The BC-SMD effect size does have apparent limitations. For example, the design-related criteria for BC-SMD effect size calculation (e.g., reversal or multiple-baseline designs across multiple participants) can result in the exclusion of otherwise eligible studies. Additionally, there are no benchmarking standards for BC-SMD, thus limiting comparability to Cohen's d. In response to these limitations, general guidance recommends using multiple effect size statistics when conducting meta-analyses for SCRDs to provide a better description of the characteristics of the data for readers (Vannest et al., 2018). We calculated nonoverlap of all pairs (NAP; Parker & Vannest, 2009) in addition to the BC-SMD. NAP is a nonparametric measure that allows for comparisons between baseline and intervention data by scoring whether data points overlap or are the same value between conditions. We calculated all NAP values using an online calculator for single-case-design research (Vannest et al., 2016).
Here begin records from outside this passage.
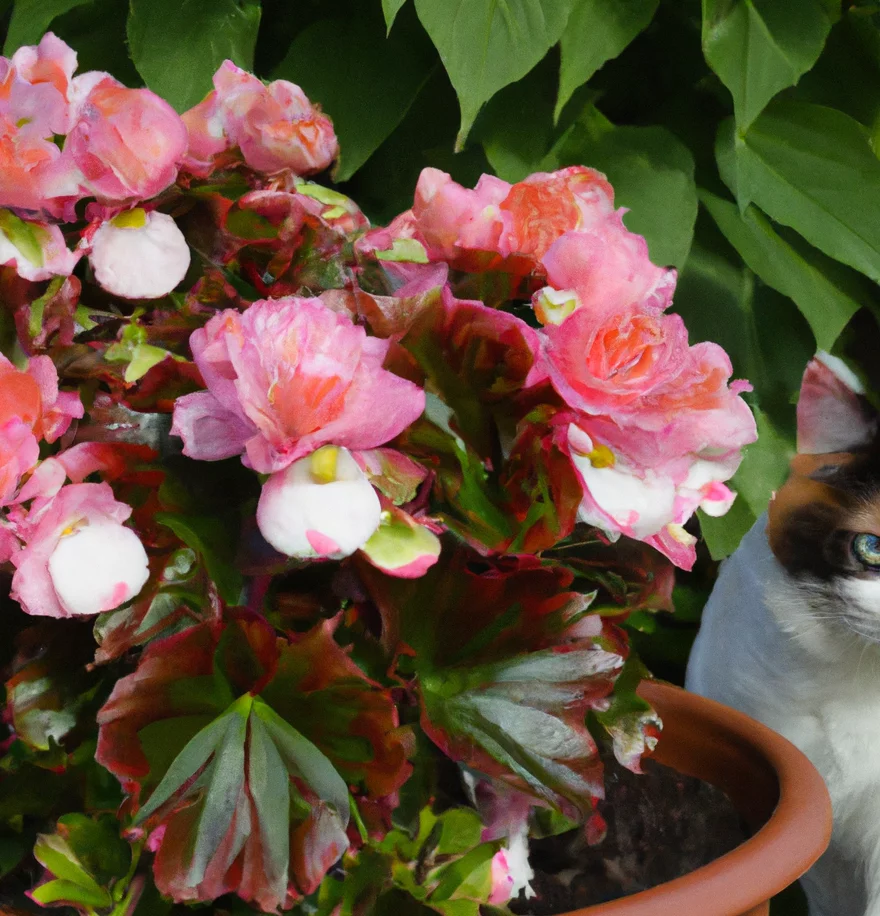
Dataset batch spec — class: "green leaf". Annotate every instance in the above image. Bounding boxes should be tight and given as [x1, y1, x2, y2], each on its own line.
[0, 210, 45, 267]
[156, 512, 243, 604]
[703, 0, 831, 129]
[416, 0, 572, 148]
[700, 192, 862, 350]
[272, 4, 436, 181]
[134, 714, 234, 825]
[254, 700, 349, 824]
[3, 0, 92, 56]
[736, 101, 880, 281]
[382, 0, 406, 32]
[128, 0, 261, 111]
[553, 0, 659, 121]
[546, 109, 697, 267]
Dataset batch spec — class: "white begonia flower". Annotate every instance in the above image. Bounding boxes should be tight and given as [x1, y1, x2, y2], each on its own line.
[504, 826, 535, 900]
[257, 445, 382, 560]
[49, 522, 150, 615]
[89, 208, 190, 299]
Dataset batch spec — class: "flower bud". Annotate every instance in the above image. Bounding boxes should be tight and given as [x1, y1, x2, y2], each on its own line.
[89, 207, 189, 299]
[257, 445, 382, 560]
[49, 521, 149, 615]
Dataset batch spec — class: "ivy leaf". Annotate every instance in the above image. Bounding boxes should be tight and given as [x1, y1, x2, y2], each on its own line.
[703, 0, 831, 129]
[6, 621, 99, 751]
[547, 108, 697, 268]
[156, 512, 243, 604]
[272, 4, 436, 181]
[700, 192, 867, 351]
[96, 615, 408, 912]
[3, 0, 92, 57]
[415, 0, 572, 149]
[553, 0, 659, 121]
[128, 0, 261, 111]
[364, 549, 626, 816]
[382, 0, 406, 33]
[736, 100, 880, 281]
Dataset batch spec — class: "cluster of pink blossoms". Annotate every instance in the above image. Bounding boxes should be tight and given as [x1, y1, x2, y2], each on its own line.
[0, 33, 337, 299]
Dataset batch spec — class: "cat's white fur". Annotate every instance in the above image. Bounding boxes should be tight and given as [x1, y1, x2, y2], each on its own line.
[686, 516, 880, 916]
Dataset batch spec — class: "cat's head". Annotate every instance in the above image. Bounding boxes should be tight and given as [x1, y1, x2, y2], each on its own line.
[767, 354, 880, 642]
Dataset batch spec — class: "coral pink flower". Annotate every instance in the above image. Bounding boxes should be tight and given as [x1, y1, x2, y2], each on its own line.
[172, 297, 425, 474]
[11, 483, 149, 617]
[183, 60, 339, 175]
[64, 74, 187, 203]
[89, 207, 190, 299]
[0, 354, 83, 442]
[541, 225, 676, 314]
[0, 33, 79, 217]
[412, 166, 625, 274]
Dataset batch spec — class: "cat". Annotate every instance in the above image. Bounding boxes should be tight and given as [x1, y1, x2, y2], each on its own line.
[685, 353, 880, 916]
We chose to conduct our meta-analysis of the effect sizes using a random-effects model. Fixed-effect models are appropriate only when there is reason to believe that all studies are functionally identical (Borenstein et al., 2010). This assumption is not met in the present meta-analysis, in which researchers used different training methods to train teachers to use different practices. Therefore, the more appropriate model was a random-effects model that assumes that studies differed in ways that likely impacted the results. This approach also allows for greater generalization of the results (Borenstein et al., 2010)
Efficacy of Training
Next, we conducted a subanalysis to compare studies across five domains of dependent variables that included desirable and undesirable behaviors for both teachers and students. We coded behaviors as desirable or undesirable based on whether the authors intended for the behaviors to increase or decrease following intervention. For teachers, Domain 1 included dependent variables related to teacher-delivered praise (e.g., BSP, number of praise statements). Domain 2 included other desirable dependent variables (e.g., fidelity of implementation, number of precorrections used). Domain 3 included undesirable teacher behaviors (e.g., reprimands, general praise statements). For students, we coded one desirable behavior domain (e.g., engagement with academic tasks) and one undesirable behavior domain (e.g., classroom disruptions, being off task).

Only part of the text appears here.